Lear informs Kimmel and company after the scene goes dark “My beautiful daughter disagrees with every word of that. Although there are countless areas in which this young lady excels, she will vehemently disagree.” Poehler replies, “Well, that’s what was so wonderful about your work, Norman. We watched it in our living rooms with folks who were traveling in quite different directions than we were, and we all watched it together. In agreement, Aniston says, “it created a conversation—a good one.”

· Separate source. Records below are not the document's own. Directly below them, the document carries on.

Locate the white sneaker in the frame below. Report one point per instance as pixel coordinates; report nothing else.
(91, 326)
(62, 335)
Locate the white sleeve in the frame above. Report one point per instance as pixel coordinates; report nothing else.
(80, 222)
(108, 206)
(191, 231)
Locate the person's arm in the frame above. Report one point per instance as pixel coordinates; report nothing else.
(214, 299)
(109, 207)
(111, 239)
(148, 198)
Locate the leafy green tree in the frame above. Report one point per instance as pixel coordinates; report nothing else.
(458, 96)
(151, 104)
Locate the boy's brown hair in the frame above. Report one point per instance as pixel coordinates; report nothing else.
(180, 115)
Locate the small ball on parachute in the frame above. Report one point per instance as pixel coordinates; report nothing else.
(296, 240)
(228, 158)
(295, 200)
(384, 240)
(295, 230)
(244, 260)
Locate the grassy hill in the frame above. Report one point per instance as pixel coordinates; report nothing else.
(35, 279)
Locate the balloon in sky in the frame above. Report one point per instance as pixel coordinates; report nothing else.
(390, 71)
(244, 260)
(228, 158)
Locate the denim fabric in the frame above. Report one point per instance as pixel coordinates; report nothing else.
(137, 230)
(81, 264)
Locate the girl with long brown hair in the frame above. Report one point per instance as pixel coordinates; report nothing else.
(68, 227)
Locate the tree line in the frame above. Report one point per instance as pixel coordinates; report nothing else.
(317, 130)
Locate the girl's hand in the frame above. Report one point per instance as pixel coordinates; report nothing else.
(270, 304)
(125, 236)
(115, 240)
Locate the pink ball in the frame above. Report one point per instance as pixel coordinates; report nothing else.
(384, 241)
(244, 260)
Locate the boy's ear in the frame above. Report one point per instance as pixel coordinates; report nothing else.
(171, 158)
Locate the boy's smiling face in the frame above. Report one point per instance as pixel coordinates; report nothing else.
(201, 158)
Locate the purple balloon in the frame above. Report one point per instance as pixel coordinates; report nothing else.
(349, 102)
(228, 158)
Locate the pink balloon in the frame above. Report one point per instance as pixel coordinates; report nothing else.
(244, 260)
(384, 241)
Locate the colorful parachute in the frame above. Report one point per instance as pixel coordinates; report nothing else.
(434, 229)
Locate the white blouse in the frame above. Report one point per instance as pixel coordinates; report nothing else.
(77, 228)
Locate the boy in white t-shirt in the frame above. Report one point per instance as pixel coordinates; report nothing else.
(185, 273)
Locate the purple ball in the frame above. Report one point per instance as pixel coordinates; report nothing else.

Lear claims that despite CBS’s ferocious opposition, he never wavered and even made a few exit threats. Kimmel mentions that he was also the focus of religious organizations at the time. He was referred to as “America’s number one adversary” by the late pastor Jerry Falwell. Kimmel is asked by Lear, “How could you not be proud of that?” Better than No. 2, as Poehler puts it. Lear adds, later adding, “That’s not the American way,” “I was really disturbed with Jerry Falwell and Pat Robertson, [who] were multiplying on the tube and radio and so forth, [saying] you were a good or a bad Christian depending on your political stance.”

As peers repeatedly point out throughout the show, Lear’s commitment to telling human tales has motivated many people who have come after him. Kenya Barris said in the special that “[Lear] threatened to quit multiple jobs because in the end, it’s not about winning or losing, it’s about telling meaningful stories no matter what it’s about.” “About taking on issues that everyone is talking about or is hesitant to discuss.”

Rita Moreno, Rob Reiner, and Tom Hanks all pay tribute in the program, and Tony Danza, Anthony Anderson, Tracee Ellis Ross, and Kristen Bell all sing musical numbers. Norman Lear: 100 Years of Music and Laughter will be shown on Hulu on Friday for anyone who can’t attend the celebrations on Thursday night. and even made a couple times of quitting threats. Additionally, as Kimmel points out, he was the focus of religious organizations at the time. He was referred to as the “No. 1 adversary of America” by the late evangelist Jerry Falwell. How could you not be proud of that? Lear asks Kimmel. “Better than No. 2,” asserts Poehler.